The Mortgage Bankers Association said its seasonally adjusted index of mortgage application activity for the week ended Dec. 2 increased 5.2 percent to 656.7, up from the previous week’s 624.1.
Borrowing costs on 30-year fixed-rate mortgages, excluding fees, averaged 6.32 percent, up 0.12 percentage point from the previous week’s 6.20 percent.
It was the first increase in three weeks for the 30-year fixed-rate mortgage, the industry benchmark. The rate was substantially above its 2005 low of 5.47 percent in late June.
The group’s seasonally adjusted index of refinancing applications rose for the first time in seven weeks, climbing 7.0 percent to 1,596.4 compared to 1,484.3 in the previous week, its lowest level since late June 2004.

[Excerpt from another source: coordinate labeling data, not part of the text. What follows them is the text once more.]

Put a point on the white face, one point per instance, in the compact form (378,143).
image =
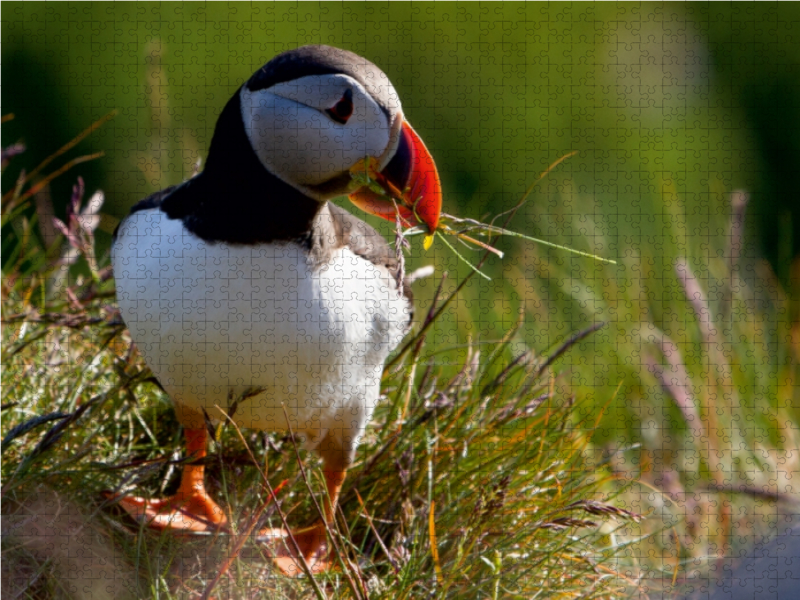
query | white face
(310,130)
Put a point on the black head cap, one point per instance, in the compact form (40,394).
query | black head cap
(326,60)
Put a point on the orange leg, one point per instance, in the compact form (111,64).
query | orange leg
(312,542)
(191,508)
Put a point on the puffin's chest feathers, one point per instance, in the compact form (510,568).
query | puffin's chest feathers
(306,327)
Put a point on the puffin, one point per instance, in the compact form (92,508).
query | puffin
(252,297)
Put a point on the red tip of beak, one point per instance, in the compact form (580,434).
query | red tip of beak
(412,180)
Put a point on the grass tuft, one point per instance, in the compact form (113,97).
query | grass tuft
(472,482)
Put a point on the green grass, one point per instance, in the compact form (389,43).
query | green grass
(476,478)
(489,470)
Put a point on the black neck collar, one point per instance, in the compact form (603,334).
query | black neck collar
(235,199)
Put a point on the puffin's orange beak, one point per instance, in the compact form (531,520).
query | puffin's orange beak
(411,180)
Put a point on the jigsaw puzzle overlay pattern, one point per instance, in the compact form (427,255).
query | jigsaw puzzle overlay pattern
(673,134)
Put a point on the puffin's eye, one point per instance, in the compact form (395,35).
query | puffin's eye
(342,110)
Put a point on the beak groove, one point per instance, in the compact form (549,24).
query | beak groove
(411,180)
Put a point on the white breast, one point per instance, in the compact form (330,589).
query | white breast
(214,320)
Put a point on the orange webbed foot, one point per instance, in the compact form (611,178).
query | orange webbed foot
(311,543)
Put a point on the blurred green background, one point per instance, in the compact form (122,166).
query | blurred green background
(671,107)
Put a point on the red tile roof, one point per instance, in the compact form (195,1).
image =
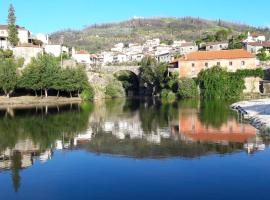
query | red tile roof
(4,27)
(28,45)
(260,44)
(82,52)
(217,55)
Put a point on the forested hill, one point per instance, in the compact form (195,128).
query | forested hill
(101,37)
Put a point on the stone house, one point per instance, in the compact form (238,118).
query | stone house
(191,64)
(255,47)
(27,52)
(216,46)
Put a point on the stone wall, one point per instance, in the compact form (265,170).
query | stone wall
(252,85)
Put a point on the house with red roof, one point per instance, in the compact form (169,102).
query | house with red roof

The MBA’s seasonally adjusted purchase mortgage index rose for a second consecutive week by 4.0 percent to 495.1 from the previous week’s 476.2. The index is considered a timely gauge on U.S. home sales.
Fixed 15-year mortgage rates averaged 5.84 percent, up from 5.72 percent the previous week. Rates on one-year adjustable-rate mortgages also increased, rising to 5.49 percent from 5.39 percent.
The MBA’s survey covers about 50 percent of all U.S. retail residential mortgage originations. Respondents include mortgage bankers, commercial banks and thrifts.